The objective of this project is to train CNN model on images of different vehicles and using sliding window approach to detect different types of vehilces in the image.
Download and Install the following packages
- tensorflow
- tflearn
- h5py
- hdf5
- SciPy
- numpy
- cv2
We capture the video near the local traffic signal using camera and use matlab to extract images from the video.
After extracting the images from video using crop_data.m file we save the images in a separate folder and labeled them as
- 0 for rikshaws.
- 1 for cars.
- 2 for bikes
- 4 for trucks/buses.
- 3 for non vehicles.
In our case datatset contains 951 images in which 127 images were labeled as 0, 409 images were labeled as 1, 195 images were labeled as 2 and 219 images were labeled as 3 and the rest ones were labeled as 4.
check the file format dataset.txt
Some positive and negative images are as follows:
Images containing multiple vehicles extracted from another video not used for training.
Follwing are the files to run the model
- train_project.py: Used to train the data.
- test.py:Load the image for testing and detects a vehicles using sliding window approach.
- dataset.txt: set of images in a formatted order .
- crop_data.m: matlab code for cropping imaes from video.
First run the matlab code on the captured video to detect images and create a dataset file named as dataset.txt and then run the files by typing the follwoing commands on terminal
python train_project.py
python test.py
We use CNN in our case as CNN is best fit where we have dataset of images.
- Input data shape= [100*100,3]
- Conv: 64 filters of size 3x3 with ReLU activation
- Pooling: with filter size 2x2
- Conv: 32 filters of size 3x3 with ReLU activation
- Pooling: with filter size 2x2
- Conv: 32 filters of size 3x3 with ReLU activation
- Pooling: with filter size 2x2
- Fully Connected: with 256 neurons and ReLU activation and dropout with probability 0.75
- Fully Connected: with 256 neurons and ReLU activation and dropout with probability 0.75
- Fully Connected output layer: with 5 neurons (equal to number of classes) and softmax classifier.
tflearn image preloader was used to load train dataset using a file
We ran the cnn model for 5 epox and got accuracy 0.8398 with validation accuracy of 0.8796 using learning date of 0.001 with adam optimizer and 80% data used for tsing and 20% data used for validation.
Run the cnn model for 20 epox which gives accuracy 0.9454 with validation accuracy of 0.8586 using learning date of 0.001 with adam optimizer
This is our originl Image on which we perform testing.
sliding window apporach is used having width and height 100*100.
Than we perform the same function on our original Image and than perform testing and we got the following result.
After using all_rec we got many rectangles.
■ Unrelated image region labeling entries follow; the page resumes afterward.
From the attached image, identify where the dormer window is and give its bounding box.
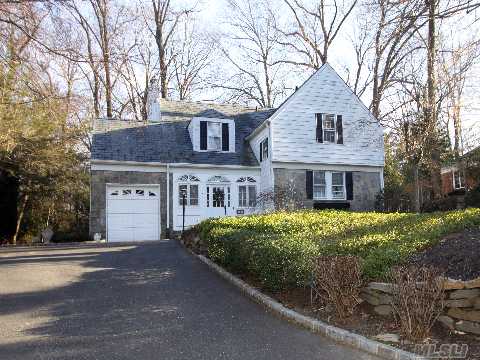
[260,138,268,162]
[200,121,230,151]
[207,122,222,151]
[315,113,343,144]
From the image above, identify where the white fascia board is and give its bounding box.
[272,161,383,172]
[246,64,327,140]
[440,165,458,174]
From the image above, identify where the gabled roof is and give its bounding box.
[91,100,274,166]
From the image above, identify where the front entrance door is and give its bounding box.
[207,184,233,217]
To avoid this we use group_rec function here and got following results.
This project aims to detect vehicles on unseen data using cnn network. The difficulty faced so far was to capture the video of atleast 25 minutes so that atleast 1000 images can be cropped down from the video. cropping is done using matlab code but it requires selection point for each frame so it was a difficult task to do. Moreover cnn network using 5 and 20 epox gives different accuracies which was a challenge as well.However to produce better result(more accuracy) we can increase the epox and try different learning rates.